# Ford fusion for Uber?



## saucy05 (Aug 23, 2015)

So today I went looking for cars at an auction that will be held on Saturday. Blokcharity if you live in LA area. Most of them are 100k miles plus with some decent cars sprinkled. One of the cars I'm interested is an 07 fusion with 130k miles. The current asking price is 4,300 and it will probably sell for 3,400 at the auction. 

Unfortunately I can't test drive it but from basic visual inspection it seems like a good car. Does anyone own a fusion of that era and are they decent?

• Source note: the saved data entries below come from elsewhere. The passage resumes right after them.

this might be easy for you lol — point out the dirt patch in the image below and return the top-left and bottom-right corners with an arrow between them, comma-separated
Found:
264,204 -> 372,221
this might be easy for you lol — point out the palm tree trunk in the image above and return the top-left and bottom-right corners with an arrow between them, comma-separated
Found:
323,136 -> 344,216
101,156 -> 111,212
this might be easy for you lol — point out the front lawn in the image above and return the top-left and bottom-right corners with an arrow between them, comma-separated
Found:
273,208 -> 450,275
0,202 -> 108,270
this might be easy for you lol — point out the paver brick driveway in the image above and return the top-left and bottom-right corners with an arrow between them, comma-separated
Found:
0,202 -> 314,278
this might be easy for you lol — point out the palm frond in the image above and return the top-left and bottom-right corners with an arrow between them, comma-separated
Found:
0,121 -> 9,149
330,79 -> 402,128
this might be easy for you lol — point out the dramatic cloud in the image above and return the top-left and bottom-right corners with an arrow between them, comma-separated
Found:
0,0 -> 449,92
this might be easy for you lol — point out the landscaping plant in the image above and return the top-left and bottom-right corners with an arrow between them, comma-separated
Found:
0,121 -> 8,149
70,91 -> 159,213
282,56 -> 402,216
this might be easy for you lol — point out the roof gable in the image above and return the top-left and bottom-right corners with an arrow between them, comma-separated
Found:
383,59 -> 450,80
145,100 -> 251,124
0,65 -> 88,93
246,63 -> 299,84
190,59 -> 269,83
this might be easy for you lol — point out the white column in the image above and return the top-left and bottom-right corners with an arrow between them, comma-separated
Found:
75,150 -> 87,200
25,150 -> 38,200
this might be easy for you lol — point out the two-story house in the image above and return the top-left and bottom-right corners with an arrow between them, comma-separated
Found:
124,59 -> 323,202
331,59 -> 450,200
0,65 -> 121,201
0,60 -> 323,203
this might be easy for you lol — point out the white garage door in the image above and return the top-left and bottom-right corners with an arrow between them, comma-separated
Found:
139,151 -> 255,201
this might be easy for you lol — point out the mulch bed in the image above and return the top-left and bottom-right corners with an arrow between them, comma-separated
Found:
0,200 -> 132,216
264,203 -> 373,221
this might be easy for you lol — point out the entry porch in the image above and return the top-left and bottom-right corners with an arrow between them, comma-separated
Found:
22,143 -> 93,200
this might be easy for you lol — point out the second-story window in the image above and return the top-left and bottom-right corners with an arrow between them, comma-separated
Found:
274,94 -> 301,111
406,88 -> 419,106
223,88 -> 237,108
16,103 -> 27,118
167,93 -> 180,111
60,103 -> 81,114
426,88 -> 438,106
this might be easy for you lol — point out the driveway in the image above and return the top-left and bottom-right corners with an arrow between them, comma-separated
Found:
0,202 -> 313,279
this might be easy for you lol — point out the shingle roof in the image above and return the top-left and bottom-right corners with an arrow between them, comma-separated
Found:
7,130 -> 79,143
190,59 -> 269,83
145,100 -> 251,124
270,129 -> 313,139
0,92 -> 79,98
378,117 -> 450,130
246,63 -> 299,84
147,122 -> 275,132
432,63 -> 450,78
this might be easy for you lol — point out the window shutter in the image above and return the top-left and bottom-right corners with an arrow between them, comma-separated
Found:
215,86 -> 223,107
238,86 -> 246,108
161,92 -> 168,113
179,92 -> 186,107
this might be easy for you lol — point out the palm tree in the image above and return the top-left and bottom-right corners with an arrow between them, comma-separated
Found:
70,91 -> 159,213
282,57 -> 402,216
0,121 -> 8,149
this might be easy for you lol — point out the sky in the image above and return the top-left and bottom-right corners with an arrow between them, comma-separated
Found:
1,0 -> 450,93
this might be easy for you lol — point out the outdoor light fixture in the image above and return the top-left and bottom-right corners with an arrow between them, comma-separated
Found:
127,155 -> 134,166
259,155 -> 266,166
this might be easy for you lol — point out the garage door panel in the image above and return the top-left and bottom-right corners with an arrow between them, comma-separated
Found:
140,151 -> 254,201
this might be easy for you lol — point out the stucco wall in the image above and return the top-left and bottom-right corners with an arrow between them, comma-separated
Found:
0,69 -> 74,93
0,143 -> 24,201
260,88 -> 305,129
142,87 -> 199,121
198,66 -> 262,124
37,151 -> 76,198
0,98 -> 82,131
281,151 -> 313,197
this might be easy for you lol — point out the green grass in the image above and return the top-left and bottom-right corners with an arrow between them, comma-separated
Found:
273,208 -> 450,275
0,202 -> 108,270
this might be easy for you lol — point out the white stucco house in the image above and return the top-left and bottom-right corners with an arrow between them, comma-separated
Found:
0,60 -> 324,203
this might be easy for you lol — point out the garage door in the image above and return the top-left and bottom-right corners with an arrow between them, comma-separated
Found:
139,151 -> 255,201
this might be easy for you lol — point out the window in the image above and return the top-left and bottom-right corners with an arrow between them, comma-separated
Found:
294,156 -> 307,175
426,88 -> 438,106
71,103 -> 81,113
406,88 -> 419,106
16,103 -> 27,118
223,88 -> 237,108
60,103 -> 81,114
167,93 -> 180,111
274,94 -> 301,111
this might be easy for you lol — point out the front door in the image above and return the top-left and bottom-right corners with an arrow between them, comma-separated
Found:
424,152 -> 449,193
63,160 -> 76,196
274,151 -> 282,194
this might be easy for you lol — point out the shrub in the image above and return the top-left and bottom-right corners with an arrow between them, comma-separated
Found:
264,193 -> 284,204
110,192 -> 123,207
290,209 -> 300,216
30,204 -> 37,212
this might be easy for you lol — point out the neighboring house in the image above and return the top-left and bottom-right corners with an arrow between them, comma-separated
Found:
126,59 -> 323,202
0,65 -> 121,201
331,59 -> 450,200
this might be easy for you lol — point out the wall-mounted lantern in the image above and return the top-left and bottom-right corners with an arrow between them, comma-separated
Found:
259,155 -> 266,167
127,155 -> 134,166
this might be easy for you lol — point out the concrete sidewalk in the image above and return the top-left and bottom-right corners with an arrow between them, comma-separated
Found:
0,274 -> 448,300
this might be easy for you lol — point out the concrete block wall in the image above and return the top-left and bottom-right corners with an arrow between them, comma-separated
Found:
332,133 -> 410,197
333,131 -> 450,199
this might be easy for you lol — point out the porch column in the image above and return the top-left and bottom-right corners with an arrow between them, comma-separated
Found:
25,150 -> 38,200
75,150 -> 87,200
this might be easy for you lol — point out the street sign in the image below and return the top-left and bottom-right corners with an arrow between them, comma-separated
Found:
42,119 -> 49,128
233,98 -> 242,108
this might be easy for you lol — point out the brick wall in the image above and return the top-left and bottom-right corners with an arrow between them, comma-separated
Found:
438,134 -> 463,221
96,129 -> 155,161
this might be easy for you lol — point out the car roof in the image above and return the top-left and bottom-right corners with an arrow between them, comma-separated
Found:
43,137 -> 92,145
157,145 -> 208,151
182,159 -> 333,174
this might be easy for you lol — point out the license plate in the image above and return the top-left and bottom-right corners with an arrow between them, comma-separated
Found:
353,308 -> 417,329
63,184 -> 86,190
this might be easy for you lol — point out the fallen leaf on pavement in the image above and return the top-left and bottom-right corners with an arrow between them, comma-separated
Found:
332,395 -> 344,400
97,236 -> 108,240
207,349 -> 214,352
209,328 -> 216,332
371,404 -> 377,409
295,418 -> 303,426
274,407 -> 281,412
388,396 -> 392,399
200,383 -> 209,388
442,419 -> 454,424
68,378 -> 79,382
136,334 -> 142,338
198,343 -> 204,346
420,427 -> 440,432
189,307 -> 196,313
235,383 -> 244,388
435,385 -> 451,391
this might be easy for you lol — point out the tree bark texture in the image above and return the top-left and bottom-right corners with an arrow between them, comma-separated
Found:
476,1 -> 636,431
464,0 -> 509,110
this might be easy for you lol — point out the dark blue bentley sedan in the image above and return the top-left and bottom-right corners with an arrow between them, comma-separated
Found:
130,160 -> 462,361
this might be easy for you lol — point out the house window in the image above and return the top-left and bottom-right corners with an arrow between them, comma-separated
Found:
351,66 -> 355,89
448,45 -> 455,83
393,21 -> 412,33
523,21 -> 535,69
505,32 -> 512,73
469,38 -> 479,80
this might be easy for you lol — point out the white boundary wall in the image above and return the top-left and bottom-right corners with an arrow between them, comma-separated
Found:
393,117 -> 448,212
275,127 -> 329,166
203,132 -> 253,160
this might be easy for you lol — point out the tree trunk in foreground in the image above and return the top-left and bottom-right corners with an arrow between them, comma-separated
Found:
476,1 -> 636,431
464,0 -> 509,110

A couple of other fusions they had at the auction seem to have a jerky transmission.


----------



## Adieu (Feb 21, 2016)

Thats obscenely overpriced

Check a *GSA* auction they got tons of small fords and stuff


----------



## UberDez (Mar 28, 2017)

the V6 has a major issue with the Thermostat / Water Pump and it's insanely expensive to replace since you almost have to remove the engine to get to it . I found a few cheap v6 Lincoln MKZ ((same as the fusion) for sale for under $2k but needed that repair after looking into the complexity of the repair I passed on it . You should be able to pull the vin and see if it's had that repair (even if it did it might not show up on car report)



Adieu said:


> Thats obscenely overpriced
> 
> Check a *GSA* auction they got tons of small fords and stuff


I don't think $3,400-$4,300 for an 07 Fusion is "obscenely overpriced" it's not a bad price and it's not a great price pretty standard pricing for one of those .


----------



## Adieu (Feb 21, 2016)

UberDezNutz said:


> the V6 has a major issue with the Thermostat / Water Pump and it's insanely expensive to replace since you almost have to remove the engine to get to it . I found a few cheap v6 Lincoln MKZ ((same as the fusion) for sale for under $2k but needed that repair after looking into the complexity of the repair I passed on it . You should be able to pull the vin and see if it's had that repair (even if it did it might not show up on car report)
> 
> I don't think $3,400-$4,300 for an 07 Fusion is "obscenely overpriced" it's not a bad price and it's not a great price pretty standard pricing for one of those .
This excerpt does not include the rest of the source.